Typical rosters of arbitrators are constructed based on varying combinations of the same criteria used for credentialing. Since performance-based assessment is not widely used due to expense and other factors, the focus is typically on paper qualifications and experience. Rosters, however, typically combine such screening with a market approach, allowing parties to strike names alternately from a "short list" supplied for a particular case, or to make choices using similar methods among pre-screened members of the roster. Some rosters, however, operate by random assignment of an arbitrator to a particular case once the arbitrator has been qualified for the roster, and others make purposeful choices on behalf of the parties after querying the parties as to the particular characteristics of the case. There is no overarching system that can be described as "the usual approach."
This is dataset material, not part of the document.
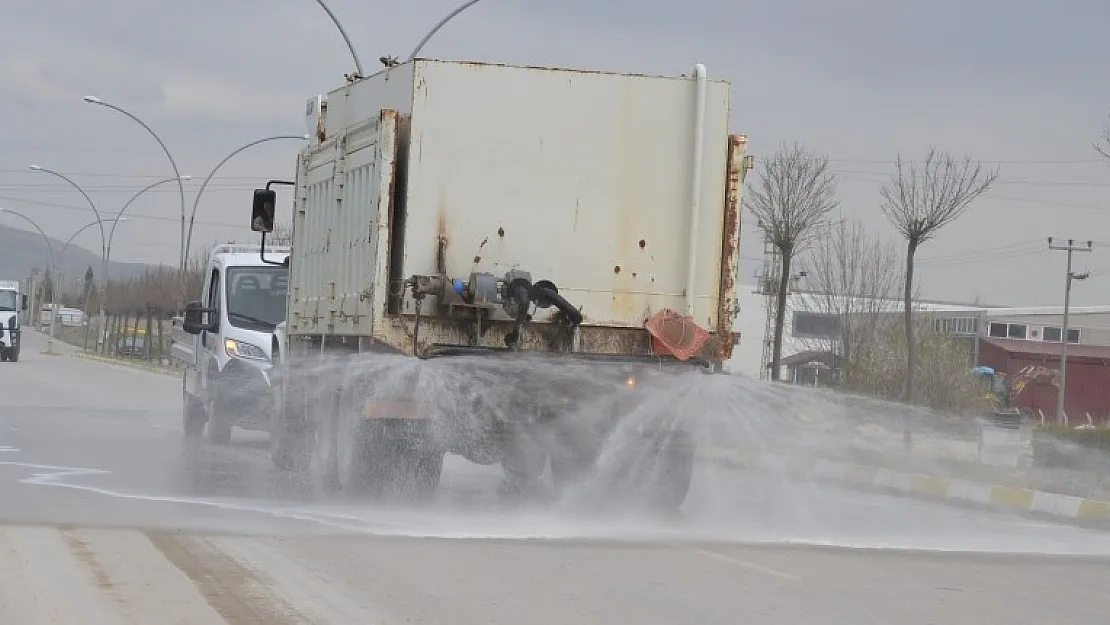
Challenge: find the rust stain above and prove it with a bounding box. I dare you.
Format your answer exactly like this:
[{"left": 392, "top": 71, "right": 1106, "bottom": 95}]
[{"left": 707, "top": 134, "right": 748, "bottom": 360}]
For many years, the Wisconsin Employment Relations Commission, a state agency, has maintained a roster of about 50 arbitrators of labor-management disputes. For most of that time, more than one thousand Wisconsin labor contracts specified that if the parties could not settle a particular grievance, either the employer or the union could request a short list of arbitrators from that roster. Other contracts use similar rosters (and within the same market area, often including many of the same arbitrators) maintained by the Federal Mediation and Conciliation Service, the American Arbitration Association, and other public and private agencies. There is no certification process for labor arbitrators, so none of these arbitrators is certified. All are "credentialed," however, in this case by an application process that demands detailed information about their prior experience, and, among other things, requires them to agree not to serve as an advocate for labor or management (even in unrelated cases) as long as they remain on the roster. The actual selection of a given arbitrator, then, has both random and deliberate elements: typically, a short list of five or seven names among the 50 on the roster is randomly chosen for a particular case by the agency; but the parties make the final selection within the short list, using their own sources of information as well as arbitrators' biographies supplied by the agency, and usually by alternately striking names until only one name remains.
Clients and attorneys need to know how rosters work in order to use them well. Clients and attorneys also need to understand the basics behind credentialing before accepting a supposedly qualified individual as necessarily being able to perform the required service, and further, need to understand how trivial a "certification" may be, pending the conflict resolution field's development of robust methods of certification.